Sitting in the garden with Zev and Marky, looking north to the Empire State Building and the city’s landscape, and listening to Zev’s stories, it’s almost easy to forget the crisis we are living through.
From the very onset of COVID-19, Zev’s focus has been to care for, and ensure the safety of, his two children. At the time of our rooftop interview in late July, he was looking forward to a job the following week—the first, he noted, “since February.”
Still, there is a peace in this garden, started by the late Rita Fecher, tended by Jodi Penzer, and, since 2013, maintained by Marky, an irrigation specialist with his own company, INTOWNIRRIGATION LLC. Marky has never strayed from his rock and roll heart, or stopped supporting the New York scene.
A few years ago, Marky hired musician Joff Wilson (Bowery Boys, SoulCake) as his assistant; it seems destined for the paths of these men to cross. All three had strong, independent mothers, love the rock and roll life and the garden, and believe strongly in community.
Joff (who was interviewed separately for this article) is originally from Rochester, where his mother owned a flower shop, and, supported by Zev, has included this Chelsea Hotel rooftop in his live streams.
“I thought it would be a nice way to start a rooftop series,” he recalled. “I asked Zev and he said ‘anytime.’ I hardly knew him, that’s how cool he is. A great creative soul. So that was the birth of Coffey with Joffy, and an occasional guest.”
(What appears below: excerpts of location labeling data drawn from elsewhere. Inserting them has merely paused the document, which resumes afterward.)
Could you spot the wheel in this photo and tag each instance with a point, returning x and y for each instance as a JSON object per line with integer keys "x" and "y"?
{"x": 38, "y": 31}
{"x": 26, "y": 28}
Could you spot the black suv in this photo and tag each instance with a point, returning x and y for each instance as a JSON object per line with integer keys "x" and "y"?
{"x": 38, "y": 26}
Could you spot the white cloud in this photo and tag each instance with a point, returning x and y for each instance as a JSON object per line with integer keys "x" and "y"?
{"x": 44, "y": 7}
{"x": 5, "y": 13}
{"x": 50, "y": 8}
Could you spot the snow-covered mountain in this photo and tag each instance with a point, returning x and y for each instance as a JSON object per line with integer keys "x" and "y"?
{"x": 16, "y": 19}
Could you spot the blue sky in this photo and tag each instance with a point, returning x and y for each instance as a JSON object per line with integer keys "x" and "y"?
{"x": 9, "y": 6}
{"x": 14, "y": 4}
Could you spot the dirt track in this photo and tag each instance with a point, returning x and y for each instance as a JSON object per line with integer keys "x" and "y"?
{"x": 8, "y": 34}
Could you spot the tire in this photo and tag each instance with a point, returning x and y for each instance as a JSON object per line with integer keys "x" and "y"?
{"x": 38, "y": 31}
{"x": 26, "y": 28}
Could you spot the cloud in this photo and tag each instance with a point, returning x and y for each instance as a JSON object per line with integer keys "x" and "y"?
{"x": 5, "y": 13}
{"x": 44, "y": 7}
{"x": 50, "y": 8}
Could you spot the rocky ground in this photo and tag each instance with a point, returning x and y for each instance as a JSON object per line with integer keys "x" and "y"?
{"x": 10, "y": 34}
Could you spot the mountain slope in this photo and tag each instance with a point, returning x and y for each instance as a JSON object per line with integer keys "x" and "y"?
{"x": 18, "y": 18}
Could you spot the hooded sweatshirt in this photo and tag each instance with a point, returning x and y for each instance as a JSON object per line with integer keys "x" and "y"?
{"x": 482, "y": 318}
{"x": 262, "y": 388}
He and his band, SoulCake, have been resourceful, playing in parks, Upstate, and in restaurants catering to outdoor diners. He finds working in the garden “calming.” Marky shared with us his insights about the importance of plants in our lives: “When you breathe out carbon dioxide, they breathe out air and oxygen; that’s like a blues thing, a call and response, a cycle of life, a Zen moment, you’re talking to them like a sentient being… The ground is connected to the entire world.” (Click here for SoulCake on Facebook, and click here for the band’s Instagram.)
Despite the trying times, Zev remains grateful for his experiences, past and present, saying, “I was over 50, never thought I’d have kids. I want you to understand the miracles she (Jodi) brought into my life.”
Two of those miracles are their son and daughter, born after Jodi’s 2004 diagnosis and successful treatment for breast cancer. They had been told chances were slim, that they’d successfully conceive after freezing her eggs, and defied the odds, not once, but twice.
“I never thought,” said Zev, with gratitude, “I’d have the life that I have today.”